Gaussian Pixel Codec Avatars: A Hybrid Representation for Efficient Rendering
Divam Gupta, Anuj Pahuja, Nemanja Bartolovic, Tomas Simon, Forrest Iandola, Giljoo Nam
TL;DR
GPiCA tackles realistic head avatars for mobile rendering by marrying a textured mesh with anisotropic 3D Gaussians in a unified, differentiable pipeline. The encoder-decoder setup predicts a mesh, texture, and Gaussian set conditioned on a latent code, while a two-pass hybrid renderer blends front/back Gaussians with the mesh in UV space. Empirically, GPiCA achieves hair- and volume-rich realism with substantially fewer Gaussians than pure GS baselines and maintains mesh-like rendering efficiency, enabling near real-time performance on Quest-class hardware. The work demonstrates that jointly training a semi-transparent mesh and sparse Gaussians yields high-fidelity avatars that are suitable for mobile AR/VR applications. Overall, GPiCA advances efficient, photorealistic avatar rendering by leveraging the complementary strengths of mesh surfaces and volumetric Gaussians within a differentiable framework.
Abstract
We present Gaussian Pixel Codec Avatars (GPiCA), photorealistic head avatars that can be generated from multi-view images and efficiently rendered on mobile devices. GPiCA utilizes a unique hybrid representation that combines a triangle mesh and anisotropic 3D Gaussians. This combination maximizes memory and rendering efficiency while maintaining a photorealistic appearance.

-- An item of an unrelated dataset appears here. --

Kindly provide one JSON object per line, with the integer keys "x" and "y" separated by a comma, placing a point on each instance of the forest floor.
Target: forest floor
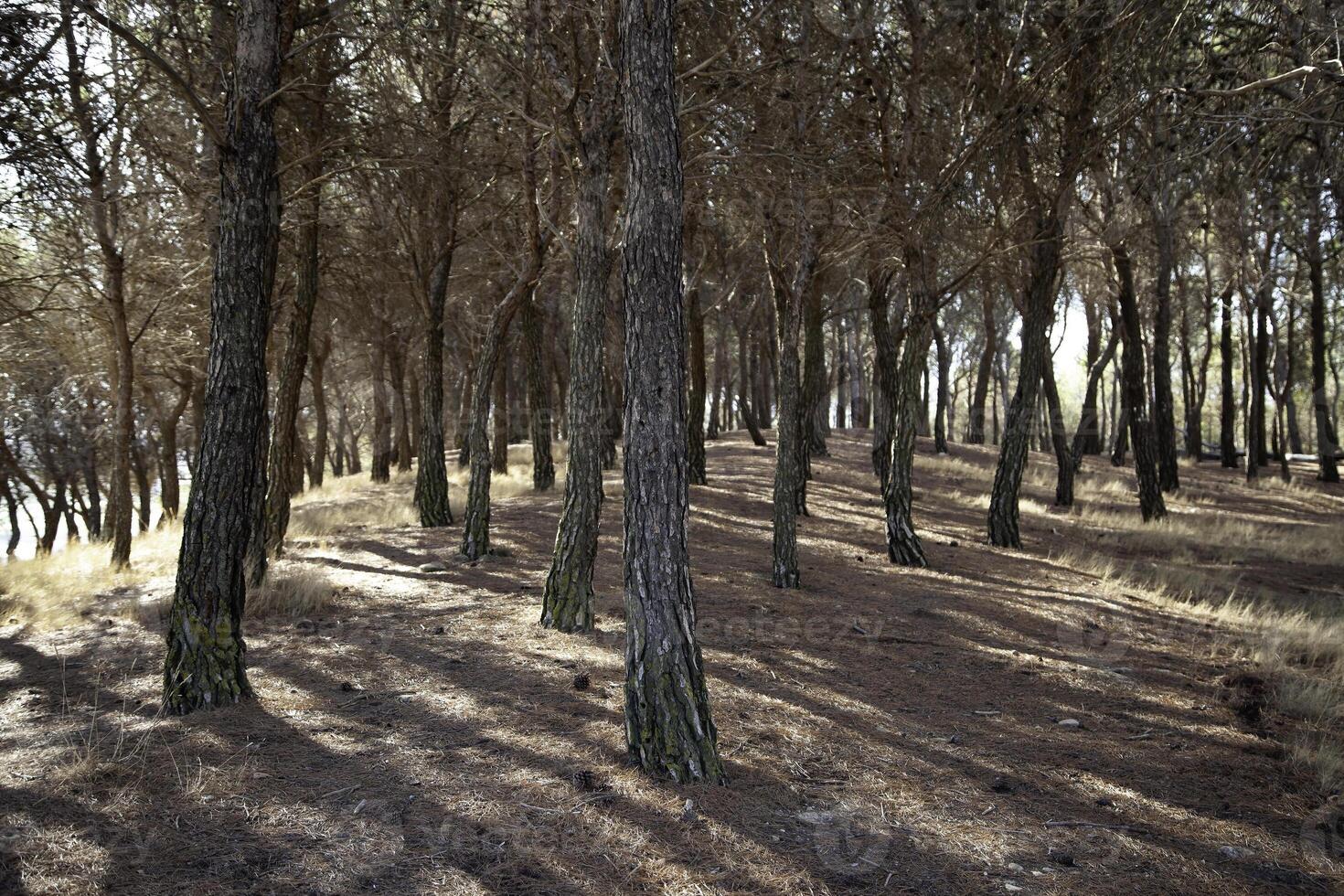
{"x": 1049, "y": 720}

The triangle mesh is highly efficient in representing surface areas like facial skin, while the 3D Gaussians effectively handle non-surface areas such as hair and beard. To this end, we develop a unified differentiable rendering pipeline that treats the mesh as a semi-transparent layer within the volumetric rendering paradigm of 3D Gaussian Splatting. We train neural networks to decode a facial expression code into three components: a 3D face mesh, an RGBA texture, and a set of 3D Gaussians. These components are rendered simultaneously in a unified rendering engine. The networks are trained using multi-view image supervision. Our results demonstrate that GPiCA achieves the realism of purely Gaussian-based avatars while matching the rendering performance of mesh-based avatars.